Markey is about 10 percentage points ahead of Kennedy, 51% to 41%, a Suffolk University survey released Wednesday found. Another 8% of respondents told researchers they were still undecided.

Suffolk University’s results reflect another poll fielded this month by the University of Massachusetts Amherst and WCVB. That study found Markey with a 15-point lead on his younger challenger.

Kennedy, a six-year congressman representing swaths of Massachusetts south of Boston, decided against seeking a fourth term in the House to vie for a place in the Senate. His great-uncles, former President John F. Kennedy and Sen.
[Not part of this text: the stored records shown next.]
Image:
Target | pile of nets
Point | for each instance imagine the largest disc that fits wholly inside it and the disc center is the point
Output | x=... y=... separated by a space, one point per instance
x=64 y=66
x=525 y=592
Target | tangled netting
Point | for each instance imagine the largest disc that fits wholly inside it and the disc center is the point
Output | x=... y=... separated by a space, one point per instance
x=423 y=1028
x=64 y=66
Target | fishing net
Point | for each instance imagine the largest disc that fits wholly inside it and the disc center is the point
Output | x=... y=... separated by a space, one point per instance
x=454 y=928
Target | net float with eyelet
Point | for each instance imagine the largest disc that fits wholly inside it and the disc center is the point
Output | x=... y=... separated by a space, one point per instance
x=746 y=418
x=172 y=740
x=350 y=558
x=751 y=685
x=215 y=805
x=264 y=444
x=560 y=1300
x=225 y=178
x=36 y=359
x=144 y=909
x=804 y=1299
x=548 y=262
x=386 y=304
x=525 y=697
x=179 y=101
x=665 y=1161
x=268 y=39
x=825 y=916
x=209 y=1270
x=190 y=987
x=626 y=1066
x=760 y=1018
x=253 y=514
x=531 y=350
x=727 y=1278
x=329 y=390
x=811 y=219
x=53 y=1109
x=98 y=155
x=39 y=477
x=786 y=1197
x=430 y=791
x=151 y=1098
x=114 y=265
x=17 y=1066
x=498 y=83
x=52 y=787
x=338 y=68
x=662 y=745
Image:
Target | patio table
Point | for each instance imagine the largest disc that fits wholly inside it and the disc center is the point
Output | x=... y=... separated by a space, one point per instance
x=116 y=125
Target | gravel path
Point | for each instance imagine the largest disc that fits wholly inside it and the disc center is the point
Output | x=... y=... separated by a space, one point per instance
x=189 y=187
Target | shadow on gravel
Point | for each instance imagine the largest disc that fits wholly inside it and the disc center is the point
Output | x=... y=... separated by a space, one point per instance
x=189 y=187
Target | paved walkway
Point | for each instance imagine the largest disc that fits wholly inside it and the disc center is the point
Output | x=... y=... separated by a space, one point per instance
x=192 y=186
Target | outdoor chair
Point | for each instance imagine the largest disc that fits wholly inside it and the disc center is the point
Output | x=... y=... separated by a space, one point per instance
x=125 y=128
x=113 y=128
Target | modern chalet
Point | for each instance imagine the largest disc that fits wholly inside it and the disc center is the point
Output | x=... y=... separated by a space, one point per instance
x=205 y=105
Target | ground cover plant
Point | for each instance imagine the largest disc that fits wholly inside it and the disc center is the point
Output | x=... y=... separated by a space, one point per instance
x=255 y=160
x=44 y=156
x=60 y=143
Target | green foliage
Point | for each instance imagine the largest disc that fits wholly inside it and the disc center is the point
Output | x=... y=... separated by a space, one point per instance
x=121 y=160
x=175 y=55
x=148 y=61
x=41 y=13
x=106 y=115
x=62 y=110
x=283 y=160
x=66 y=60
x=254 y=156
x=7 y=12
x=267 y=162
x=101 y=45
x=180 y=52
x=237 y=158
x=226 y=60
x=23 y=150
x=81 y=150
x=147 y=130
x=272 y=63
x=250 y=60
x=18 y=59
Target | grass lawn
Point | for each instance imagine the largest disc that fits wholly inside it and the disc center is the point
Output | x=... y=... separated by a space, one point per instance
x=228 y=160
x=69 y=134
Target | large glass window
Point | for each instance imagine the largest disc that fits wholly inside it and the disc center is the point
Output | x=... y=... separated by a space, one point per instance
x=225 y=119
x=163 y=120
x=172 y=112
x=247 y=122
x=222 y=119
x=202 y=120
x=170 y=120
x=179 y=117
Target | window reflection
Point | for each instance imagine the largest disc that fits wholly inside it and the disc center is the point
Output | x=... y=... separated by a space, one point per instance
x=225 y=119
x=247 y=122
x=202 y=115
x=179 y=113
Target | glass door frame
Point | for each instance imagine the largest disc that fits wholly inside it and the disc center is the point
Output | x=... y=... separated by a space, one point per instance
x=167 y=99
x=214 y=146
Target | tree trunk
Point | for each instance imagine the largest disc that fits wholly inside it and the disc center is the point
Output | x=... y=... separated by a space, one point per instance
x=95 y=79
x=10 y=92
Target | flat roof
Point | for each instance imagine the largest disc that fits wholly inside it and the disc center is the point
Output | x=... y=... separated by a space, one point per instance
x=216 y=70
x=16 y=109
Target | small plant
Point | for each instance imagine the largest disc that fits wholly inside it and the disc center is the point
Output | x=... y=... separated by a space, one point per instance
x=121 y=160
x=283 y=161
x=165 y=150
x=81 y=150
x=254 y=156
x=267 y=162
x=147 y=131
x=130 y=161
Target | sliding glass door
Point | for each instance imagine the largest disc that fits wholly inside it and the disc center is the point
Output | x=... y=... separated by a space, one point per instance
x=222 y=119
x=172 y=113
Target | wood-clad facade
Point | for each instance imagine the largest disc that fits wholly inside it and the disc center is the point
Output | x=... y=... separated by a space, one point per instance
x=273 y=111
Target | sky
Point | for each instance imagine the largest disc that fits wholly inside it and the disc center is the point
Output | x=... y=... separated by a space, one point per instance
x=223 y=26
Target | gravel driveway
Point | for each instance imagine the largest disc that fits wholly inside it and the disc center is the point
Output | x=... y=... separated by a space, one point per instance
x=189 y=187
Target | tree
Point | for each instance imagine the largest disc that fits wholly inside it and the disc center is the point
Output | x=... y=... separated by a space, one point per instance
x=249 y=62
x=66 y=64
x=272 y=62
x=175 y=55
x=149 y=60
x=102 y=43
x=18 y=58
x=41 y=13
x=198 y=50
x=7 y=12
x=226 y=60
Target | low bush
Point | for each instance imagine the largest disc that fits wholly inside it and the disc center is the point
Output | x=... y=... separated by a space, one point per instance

Ted Kennedy, held the seat currently occupied by Democratic Sen. Elizabeth Warren for more than half a century.

Since launching his bid last year, Kennedy, 38, has made a generational change argument against Markey, 74. But despite Markey being a first-term senator who served 37 years in the House before that, his liberal record attracted endorsements from the likes of New York Rep. Alexandria Ocasio-Cortez to Senate Minority Leader Chuck Schumer. House Speaker Nancy Pelosi bucked the trend and put her political weight behind Kennedy.

The primary has turned personal in recent weeks, with Markey criticizing Kennedy over the perception he feels entitled to a Senate seat given his family’s long association with the chamber. Kennedy hotly replied, “I am proud of their contribution and their history, but I recognize that that work is theirs.”

“It is not mine because that is what my family taught me about legacy: A legacy is earned,” he added.

Massachusetts Democrats vote next Tuesday. The other contentious race on the ballot is the contest between House Ways and Means Chairman Richard Neal, a 31-year Capitol Hill veteran, and Holyoke, Massachusetts, Mayor Alex Morse in the state’s 1st Congressional District. Ocasio-Cortez this week backed Morse’s campaign over her colleague’s.

“When AOC took on an entrenched incumbent, she changed the Democratic Party for the better. It would be an honor to serve alongside her in Congress to fight for progressive change that benefits working families,” Morse tweeted in response.

The Suffolk University poll surveyed 500 likely Massachusetts voters from Aug. 23-25 via live interviews over landlines and cellphones. Its findings have a margin of error of 4.4 points.